すなわち本発明の態様の1つは、以下の(A)、(B)、(C)及び(D)を含有する、乳化油脂組成物である。
(A)以下の(a)及び(b)を満たす食用油脂 10〜40質量%
(a)HX2型トリアシルグリセロール含量 30〜80質量%
(b)H2X型トリアシルグリセロール含量 5〜40質量%
(ただし、Hは飽和脂肪酸、Xは不飽和脂肪酸を表す)
(B)飽和脂肪酸を構成脂肪酸とするモノアシルグリセロール 2〜20質量%
(C)プロピレングリコール脂肪酸エステル、ショ糖脂肪酸エステル、ソルビタン脂肪酸エステル及びポリグリセリン脂肪酸エステルから選ばれる1種以上の乳化剤 2〜20質量%
(D)水 10〜50質量%
好ましい態様としては、前記(A)食用油脂が、さらに以下の(c)及び(d)を満たす、乳化油脂組成物である。
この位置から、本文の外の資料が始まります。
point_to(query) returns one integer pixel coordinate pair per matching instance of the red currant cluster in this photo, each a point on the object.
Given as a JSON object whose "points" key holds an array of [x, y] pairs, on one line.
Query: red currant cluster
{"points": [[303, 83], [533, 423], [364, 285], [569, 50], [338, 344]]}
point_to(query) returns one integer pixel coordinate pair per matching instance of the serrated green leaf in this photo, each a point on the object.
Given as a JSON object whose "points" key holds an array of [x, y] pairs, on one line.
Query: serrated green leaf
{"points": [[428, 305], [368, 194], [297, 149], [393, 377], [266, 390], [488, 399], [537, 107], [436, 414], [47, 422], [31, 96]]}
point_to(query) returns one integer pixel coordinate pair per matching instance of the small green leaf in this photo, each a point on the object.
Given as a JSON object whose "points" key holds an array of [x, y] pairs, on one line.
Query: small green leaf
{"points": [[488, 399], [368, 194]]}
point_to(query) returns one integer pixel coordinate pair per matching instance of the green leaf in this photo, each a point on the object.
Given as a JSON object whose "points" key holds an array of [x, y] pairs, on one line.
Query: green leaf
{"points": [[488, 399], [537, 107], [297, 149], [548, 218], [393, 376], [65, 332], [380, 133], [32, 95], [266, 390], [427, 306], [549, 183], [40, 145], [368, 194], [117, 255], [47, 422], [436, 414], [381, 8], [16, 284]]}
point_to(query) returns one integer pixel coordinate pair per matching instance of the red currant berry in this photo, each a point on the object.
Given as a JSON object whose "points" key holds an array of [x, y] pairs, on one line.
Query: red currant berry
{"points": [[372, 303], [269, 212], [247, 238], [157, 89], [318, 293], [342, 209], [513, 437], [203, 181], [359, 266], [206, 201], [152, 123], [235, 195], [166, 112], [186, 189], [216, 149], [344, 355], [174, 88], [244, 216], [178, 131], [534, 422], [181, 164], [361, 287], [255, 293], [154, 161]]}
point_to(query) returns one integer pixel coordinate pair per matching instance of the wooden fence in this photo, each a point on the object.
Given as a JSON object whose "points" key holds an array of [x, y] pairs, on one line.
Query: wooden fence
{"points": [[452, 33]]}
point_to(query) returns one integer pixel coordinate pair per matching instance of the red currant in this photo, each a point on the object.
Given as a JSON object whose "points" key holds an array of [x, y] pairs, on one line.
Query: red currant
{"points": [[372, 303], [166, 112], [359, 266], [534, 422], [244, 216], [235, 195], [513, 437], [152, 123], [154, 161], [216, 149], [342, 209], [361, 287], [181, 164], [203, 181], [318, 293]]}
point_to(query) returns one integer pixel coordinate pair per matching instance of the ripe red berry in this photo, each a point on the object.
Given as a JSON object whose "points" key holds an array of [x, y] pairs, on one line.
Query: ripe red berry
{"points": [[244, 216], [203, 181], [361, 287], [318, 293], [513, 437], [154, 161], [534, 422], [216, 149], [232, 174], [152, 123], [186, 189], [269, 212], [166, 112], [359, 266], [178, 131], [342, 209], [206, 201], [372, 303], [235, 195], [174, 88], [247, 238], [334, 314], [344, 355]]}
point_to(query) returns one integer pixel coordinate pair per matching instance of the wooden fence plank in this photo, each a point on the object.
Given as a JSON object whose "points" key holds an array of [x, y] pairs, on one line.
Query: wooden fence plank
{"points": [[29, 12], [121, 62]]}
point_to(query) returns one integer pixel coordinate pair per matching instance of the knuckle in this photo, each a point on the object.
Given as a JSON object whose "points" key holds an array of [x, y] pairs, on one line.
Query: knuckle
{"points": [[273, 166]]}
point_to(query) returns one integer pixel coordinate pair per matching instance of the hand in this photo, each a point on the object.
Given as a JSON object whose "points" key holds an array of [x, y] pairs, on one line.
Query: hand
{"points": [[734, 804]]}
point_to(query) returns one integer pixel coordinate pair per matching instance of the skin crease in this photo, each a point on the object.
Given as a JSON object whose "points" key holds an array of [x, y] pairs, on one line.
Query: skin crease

(c)H3型トリアシルグリセロール含量 10質量%以下
(d)X3型トリアシルグリセロール含量 50質量%以下
好ましい態様としては、前記(A)食用油脂が、パーム系油脂と25℃で液状である植物油脂とのエステル交換油を含む、乳化油脂組成物である。
好ましい態様としては、前記(A)食用油脂が、パーム油分別軟質油を含む、乳化油脂組成物である。
好ましい態様としては、前記(A)食用油脂が、H2X型トリアシルグリセロールを30質量%以上含む油脂を分別処理した液状部を含む、乳化油脂組成物である。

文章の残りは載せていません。